While Girls on the Run Columbia was already a successful program when Lohman came on full time five years ago, she wanted to know more about how the program was being implemented by its coaches, who range from parents to seasoned teachers to college students, and what they needed to make their jobs easier.
Enter Iachini, Lohman’s former professor, who routinely teaches the College of Social Work's course on program evaluation. With help from public health professor Michael Beets, she and Lohman co-designed some pre- and post-surveys that zeroed in on the barriers and facilitators to implementing the program.

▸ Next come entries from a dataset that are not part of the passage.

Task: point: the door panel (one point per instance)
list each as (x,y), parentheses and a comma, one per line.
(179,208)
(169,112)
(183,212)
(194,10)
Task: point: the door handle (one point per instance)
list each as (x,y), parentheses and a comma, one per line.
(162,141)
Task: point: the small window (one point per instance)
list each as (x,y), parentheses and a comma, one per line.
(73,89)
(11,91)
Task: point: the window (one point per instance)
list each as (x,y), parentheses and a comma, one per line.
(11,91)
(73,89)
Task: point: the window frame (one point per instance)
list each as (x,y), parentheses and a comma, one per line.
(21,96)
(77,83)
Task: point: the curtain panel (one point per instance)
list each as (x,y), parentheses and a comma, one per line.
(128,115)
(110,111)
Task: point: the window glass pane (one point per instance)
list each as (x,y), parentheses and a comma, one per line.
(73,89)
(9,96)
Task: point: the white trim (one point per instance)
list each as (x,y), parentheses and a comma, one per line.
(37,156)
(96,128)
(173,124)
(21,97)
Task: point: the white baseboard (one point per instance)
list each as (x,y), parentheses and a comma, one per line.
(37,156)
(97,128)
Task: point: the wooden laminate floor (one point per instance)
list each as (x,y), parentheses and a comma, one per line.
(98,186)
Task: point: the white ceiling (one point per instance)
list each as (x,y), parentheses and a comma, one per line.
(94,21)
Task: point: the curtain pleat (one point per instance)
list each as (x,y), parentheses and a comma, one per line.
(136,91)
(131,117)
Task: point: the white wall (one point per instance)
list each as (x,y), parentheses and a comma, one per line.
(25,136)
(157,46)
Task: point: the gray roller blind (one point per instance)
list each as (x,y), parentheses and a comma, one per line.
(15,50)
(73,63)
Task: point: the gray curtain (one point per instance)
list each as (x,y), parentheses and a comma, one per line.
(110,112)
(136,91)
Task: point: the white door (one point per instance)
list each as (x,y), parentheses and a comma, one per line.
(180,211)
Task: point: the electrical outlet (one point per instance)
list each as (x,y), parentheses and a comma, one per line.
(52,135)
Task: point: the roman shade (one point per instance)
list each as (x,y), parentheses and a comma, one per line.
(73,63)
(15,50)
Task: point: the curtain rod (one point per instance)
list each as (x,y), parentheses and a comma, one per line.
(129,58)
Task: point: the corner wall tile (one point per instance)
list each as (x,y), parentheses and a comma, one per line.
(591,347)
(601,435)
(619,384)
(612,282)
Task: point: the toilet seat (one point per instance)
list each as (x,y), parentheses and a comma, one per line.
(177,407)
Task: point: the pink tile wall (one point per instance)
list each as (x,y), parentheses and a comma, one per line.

The findings had an almost immediate impact at the local level.
“We want to make sure we’re training our volunteers appropriately and running things appropriately — it’s just like any other business in that respect,” Lohman explains. “Aidyn’s research helps us stay up to date and also gives us a legitimacy when we explain to parents, for example, why we’re not a competitive program.”
The team’s findings also informed a couple of papers that have caught the attention of the international Girls on the Run organization.
“Possibly the coolest part of the collaboration is that Girls on the Run Columbia has been able to inform revisions to both the curriculum and the evaluation processes at the international level,” Iachini says. “Some of their advice to coaches is directly derived from our study. That research has also allowed Mary to showcase Girls on the Run Columbia as a truly innovative program.”
Of course, there’s also a personal payoff for both women.
“This position challenges me every day to be a better me,” Lohman says. “I know that sounds kind of cheesy, but we’re asking the girls in the program, and our coaches and volunteers, to reflect on themselves. It’s important that we do that as well.”
Iachini, meanwhile, has participated as a running buddy for a friend’s daughter.
“There are things happening for girls in this program that just can’t be captured in a survey,” she says. “It’s really exciting to see the girls benefiting from the program. I’m definitely excited about our partnership moving forward.”